一日の中で、缶コーヒーが最もよく飲まれる時間帯はいつでしょうか。
朝専用缶コーヒーというものもあり、朝出勤前に飲む人も多いでしょう。また仕事が終わって帰りの電車に乗る前に飲むという人もいるでしょう。
ただ缶コーヒーが飲まれる場面として、休憩時間や昼休みのイメージが一番に浮かびます。昼休みであれば、弁当とともに買って飲む人もいるかと思います。
さて掲出歌は、昼休みの終わりに缶コーヒーを飲んでいる場面です。
缶コーヒーに限らないかもしれませんが、缶入りの飲み物というのは中の液体がよく混ざっていないと、缶の底にやや固体に近いドロッとした部分が残っていることがあります。また濃度も缶の底の液体の方が高いように思います。

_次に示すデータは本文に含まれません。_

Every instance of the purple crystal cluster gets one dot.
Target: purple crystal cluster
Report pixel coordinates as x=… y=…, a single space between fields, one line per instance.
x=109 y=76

このあたりの状況を「缶の底ねばつくような」という表現がとても的確に表しています。
この歌は「崖」という一連に収められていますが、この一連では人の死を回想している様子がうかがわれます。
「ねばつくような」という表現は、液体の状態をもちろん表してはいますが、それよりもむしろ回想していることに対する心の状況をこそ表現しているのでしょう。その回想はあまり気持ちのいいものではないと思いますが、そのことが「缶の底ねばつくようなコーヒー」という具体物によってよく表れていると感じます。
勤務における昼休みというのは、思考も肉体も時間も完全には勤務から自由にはなれないものだとは思いますが、そのような昼休みの一面を感じさせてくれる一首だと思います。